M15: Fine-tuning & training

Prompting and RAG get you a long way, but sometimes you want a model that just knows your style, format, or task without a giant prompt every time. That's fine-tuning: you take a pre-trained model and train it a little further on your own examples. Today you learn how models are trained, build a real fine-tuning dataset with your own hands, and run a fine-tuning job, and learn the most important skill of all: knowing when fine-tuning is the right tool.

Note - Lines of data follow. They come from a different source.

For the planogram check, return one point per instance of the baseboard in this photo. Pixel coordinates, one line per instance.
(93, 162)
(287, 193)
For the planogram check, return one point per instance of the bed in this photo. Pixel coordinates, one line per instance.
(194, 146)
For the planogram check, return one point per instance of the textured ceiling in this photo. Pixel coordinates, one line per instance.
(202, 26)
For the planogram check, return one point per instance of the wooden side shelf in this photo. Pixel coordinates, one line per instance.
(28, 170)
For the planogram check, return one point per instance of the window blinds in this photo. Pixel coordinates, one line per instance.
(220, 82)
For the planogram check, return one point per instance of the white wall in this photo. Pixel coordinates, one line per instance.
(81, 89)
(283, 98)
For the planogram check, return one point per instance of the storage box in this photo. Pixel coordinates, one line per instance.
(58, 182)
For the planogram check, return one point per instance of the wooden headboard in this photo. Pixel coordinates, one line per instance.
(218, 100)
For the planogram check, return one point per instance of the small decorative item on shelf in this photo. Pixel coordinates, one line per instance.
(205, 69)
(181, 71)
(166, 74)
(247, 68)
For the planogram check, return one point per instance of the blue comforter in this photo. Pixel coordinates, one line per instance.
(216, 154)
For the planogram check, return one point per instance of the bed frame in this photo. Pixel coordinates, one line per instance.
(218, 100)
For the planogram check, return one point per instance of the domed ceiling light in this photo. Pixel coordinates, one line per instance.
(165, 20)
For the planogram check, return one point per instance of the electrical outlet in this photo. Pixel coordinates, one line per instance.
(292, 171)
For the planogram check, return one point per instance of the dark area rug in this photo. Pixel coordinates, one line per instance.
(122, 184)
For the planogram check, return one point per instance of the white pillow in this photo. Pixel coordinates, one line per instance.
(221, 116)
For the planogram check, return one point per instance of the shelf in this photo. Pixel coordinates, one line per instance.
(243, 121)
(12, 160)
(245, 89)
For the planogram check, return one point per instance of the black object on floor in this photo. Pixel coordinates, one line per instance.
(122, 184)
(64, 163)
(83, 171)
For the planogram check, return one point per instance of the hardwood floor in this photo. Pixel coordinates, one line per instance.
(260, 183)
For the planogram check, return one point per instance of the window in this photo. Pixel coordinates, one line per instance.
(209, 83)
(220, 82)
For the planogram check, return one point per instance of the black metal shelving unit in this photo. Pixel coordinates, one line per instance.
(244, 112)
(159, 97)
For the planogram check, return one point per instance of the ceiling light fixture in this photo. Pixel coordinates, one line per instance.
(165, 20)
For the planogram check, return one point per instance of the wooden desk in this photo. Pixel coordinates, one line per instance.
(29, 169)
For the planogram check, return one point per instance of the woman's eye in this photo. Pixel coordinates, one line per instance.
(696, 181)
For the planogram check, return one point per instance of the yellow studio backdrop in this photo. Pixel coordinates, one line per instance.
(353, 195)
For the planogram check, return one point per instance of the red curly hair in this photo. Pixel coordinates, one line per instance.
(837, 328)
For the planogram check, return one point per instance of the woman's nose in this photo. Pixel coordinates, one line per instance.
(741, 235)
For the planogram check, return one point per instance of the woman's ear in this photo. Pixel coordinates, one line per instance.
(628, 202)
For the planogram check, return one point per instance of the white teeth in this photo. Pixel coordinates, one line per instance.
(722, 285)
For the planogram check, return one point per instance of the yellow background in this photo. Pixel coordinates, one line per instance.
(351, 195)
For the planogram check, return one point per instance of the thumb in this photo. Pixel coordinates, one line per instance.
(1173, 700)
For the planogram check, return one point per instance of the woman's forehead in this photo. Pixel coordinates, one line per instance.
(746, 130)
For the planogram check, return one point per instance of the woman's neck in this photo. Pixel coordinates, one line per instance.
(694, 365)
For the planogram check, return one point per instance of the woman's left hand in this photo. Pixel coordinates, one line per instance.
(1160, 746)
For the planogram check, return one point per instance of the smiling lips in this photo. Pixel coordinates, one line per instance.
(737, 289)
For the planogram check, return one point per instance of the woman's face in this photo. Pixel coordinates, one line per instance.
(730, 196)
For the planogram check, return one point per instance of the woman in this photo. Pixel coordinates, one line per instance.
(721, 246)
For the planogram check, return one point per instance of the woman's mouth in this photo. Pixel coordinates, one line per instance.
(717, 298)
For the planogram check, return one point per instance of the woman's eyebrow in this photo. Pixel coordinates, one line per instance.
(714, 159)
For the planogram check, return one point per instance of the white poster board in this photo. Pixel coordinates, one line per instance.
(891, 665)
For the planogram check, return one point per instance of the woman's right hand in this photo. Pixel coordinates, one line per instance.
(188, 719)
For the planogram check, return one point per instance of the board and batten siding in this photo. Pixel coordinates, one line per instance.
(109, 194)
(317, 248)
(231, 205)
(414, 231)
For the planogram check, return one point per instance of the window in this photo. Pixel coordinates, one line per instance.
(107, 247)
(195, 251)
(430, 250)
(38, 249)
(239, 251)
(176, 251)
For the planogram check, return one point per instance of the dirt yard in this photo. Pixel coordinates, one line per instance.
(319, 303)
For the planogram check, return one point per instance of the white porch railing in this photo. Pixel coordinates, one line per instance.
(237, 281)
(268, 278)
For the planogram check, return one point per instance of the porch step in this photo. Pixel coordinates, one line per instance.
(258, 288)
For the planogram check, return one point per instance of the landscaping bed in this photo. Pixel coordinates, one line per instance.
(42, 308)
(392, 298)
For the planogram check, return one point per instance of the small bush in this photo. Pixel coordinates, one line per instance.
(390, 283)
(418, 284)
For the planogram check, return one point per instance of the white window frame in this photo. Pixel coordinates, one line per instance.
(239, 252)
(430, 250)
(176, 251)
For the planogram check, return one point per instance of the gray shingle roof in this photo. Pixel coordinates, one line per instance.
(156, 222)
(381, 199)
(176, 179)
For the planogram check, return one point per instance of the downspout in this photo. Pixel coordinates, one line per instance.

Today's win: a validated fine-tuning dataset you built, a fine-tuning job you know how to run, and a clear rule for when to fine-tune vs prompt vs RAG.

Today you will

Understand how models are trained (neural networks → transformers → pre-training → fine-tuning → RLHF), enough to use it, no maths
Build & validate a fine-tuning dataset (chat-format JSONL), the part that actually decides quality
Submit a fine-tuning job (hosted API) and use the result; know the local LoRA path for open models
Decide when to fine-tune (and when prompting/RAG is better)

Run of show (~60 min)

Time	What we do
0:00	Hook + the win we're chasing
0:05	How training works, and what fine-tuning is for (full read in `notes.md`)
0:15	Lab Part A: build & validate a dataset (no key, no GPU)
0:40	Lab Part B: submit a fine-tune job + the when-to-fine-tune decision
0:55	Show: post your dataset + your "fine-tune vs not" call
1:00	Wrap

If you get stuck

Dataset prep needs no key and no GPU: that's the part everyone does today. Submitting a real fine-tune needs a provider account (this module uses OpenAI's fine-tuning API, a different key than Anthropic) or a GPU for the local LoRA path.
Fine-tuning a model that seems wrong is almost always a dataset problem (too few examples, inconsistent style), not a code problem. Re-read the You should now see line.
This is educational: we fine-tune on our own sample data for style/format, responsibly.

Optional challenge

Take the same task and do it three ways, a good prompt (M5), RAG (M7), and a fine-tune, then argue which you'd ship and why (quality, cost, effort, how often the data changes). That judgment is the real lesson of this module.